Redefining industrial QA from "language generation" to "embodied decision-making" is a clear paradigm shift. The four desiderata (time-situated / evidence-grounded / risk-constrained / knowledge-grounded) directly address typical LLM-only failure modes.
The combination of Provenance enforcement + JSON contracts is highly transferable to other domains like legal or medical QA where "hallucinated numbers" must be blocked by post-hoc Verifiers.
Using polynomial logistic regression as a "lightweight proxy causal model" is pragmatic. It demonstrates that as long as tool outputs constrain the LLM's key decision dimensions, heavy causal discovery may not be necessary.

Limitations & Future Work¶

The counterfactual module is a parameterized proxy estimator rather than an identifiable structural causal model; outputs are surrogate risks rather than proven causal effects.
FMEA-KG has high coverage for semantic relations like description/involves but noise in structure for sample/example relations ( <10% validation rate).
Episodes use fixed windows, potentially missing multi-scale precursors; adaptive windowing remains unexplored. Evaluation is also entirely offline.

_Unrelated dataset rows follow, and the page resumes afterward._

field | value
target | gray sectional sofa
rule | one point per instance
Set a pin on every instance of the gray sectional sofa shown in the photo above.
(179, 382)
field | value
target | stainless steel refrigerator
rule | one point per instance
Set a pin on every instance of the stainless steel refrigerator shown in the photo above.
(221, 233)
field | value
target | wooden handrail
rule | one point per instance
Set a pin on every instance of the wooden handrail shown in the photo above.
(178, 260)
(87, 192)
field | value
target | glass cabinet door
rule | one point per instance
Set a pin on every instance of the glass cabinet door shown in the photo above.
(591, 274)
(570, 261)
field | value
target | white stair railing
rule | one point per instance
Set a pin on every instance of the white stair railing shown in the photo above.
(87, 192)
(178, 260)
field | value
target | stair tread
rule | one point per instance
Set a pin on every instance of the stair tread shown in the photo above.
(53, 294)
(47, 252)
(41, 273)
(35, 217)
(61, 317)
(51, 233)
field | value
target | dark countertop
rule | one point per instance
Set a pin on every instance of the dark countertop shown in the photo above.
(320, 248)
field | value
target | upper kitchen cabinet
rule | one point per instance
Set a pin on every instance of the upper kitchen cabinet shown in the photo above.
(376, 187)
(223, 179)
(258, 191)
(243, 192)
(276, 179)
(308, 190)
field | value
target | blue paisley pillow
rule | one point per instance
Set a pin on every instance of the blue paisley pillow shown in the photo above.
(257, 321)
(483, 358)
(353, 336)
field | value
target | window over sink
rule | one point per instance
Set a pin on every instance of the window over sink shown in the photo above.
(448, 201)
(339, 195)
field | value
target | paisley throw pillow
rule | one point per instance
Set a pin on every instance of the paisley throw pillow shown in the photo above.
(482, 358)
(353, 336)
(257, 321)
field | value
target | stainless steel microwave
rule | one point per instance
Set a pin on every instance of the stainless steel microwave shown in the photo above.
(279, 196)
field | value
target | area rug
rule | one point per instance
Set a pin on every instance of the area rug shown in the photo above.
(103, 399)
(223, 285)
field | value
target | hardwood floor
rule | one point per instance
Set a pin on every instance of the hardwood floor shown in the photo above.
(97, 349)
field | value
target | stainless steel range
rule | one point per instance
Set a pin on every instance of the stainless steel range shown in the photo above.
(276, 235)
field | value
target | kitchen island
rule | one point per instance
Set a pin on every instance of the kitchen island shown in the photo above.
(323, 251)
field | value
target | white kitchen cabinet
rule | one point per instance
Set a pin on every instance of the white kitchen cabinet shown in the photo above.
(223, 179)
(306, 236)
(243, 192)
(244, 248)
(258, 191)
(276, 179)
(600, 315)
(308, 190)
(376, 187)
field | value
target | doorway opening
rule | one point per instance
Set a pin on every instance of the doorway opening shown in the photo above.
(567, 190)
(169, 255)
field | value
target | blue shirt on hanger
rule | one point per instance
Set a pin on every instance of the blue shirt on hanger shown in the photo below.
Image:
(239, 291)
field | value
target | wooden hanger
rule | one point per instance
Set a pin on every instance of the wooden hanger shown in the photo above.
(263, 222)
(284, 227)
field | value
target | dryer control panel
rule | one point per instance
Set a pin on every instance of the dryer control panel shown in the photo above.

vs LLM-only Maintenance QA: Prior works let LLMs read documents directly. This paper enforces an episode + KG + simulator closed loop, elevating "verifiability" to a system-level hard constraint.
vs Temporal QA (MTBench / FailureSensorIQ): While they feed time series to LLMs for reasoning, this paper extracts episodic descriptors and risk proxies, making counterfactual and action questions testable.
vs Embodied QA (MindPalace / OpenEQA): Traditional EQA focuses on 3D perception-language alignment. This work moves the framework to industrial assets and temporal signals, where decisions must pass through explicit risk models.

Rating¶

Novelty: ⭐⭐⭐⭐ Framework redefinition (language \(\to\) embodied decision) and 4-factor decomposition are clear, though individual components (KG/provenance) are established.
Experimental Thoroughness: ⭐⭐⭐⭐⭐ 4 datasets × 5 QA types × 2 LLMs, plus expert blind review and significance testing.
Writing Quality: ⭐⭐⭐⭐ Strong motivational narrative and clear organization.
Value: ⭐⭐⭐⭐⭐ Provides a deployable blueprint for industrial LLMs; AssetOpsBench is already integrated within IBM.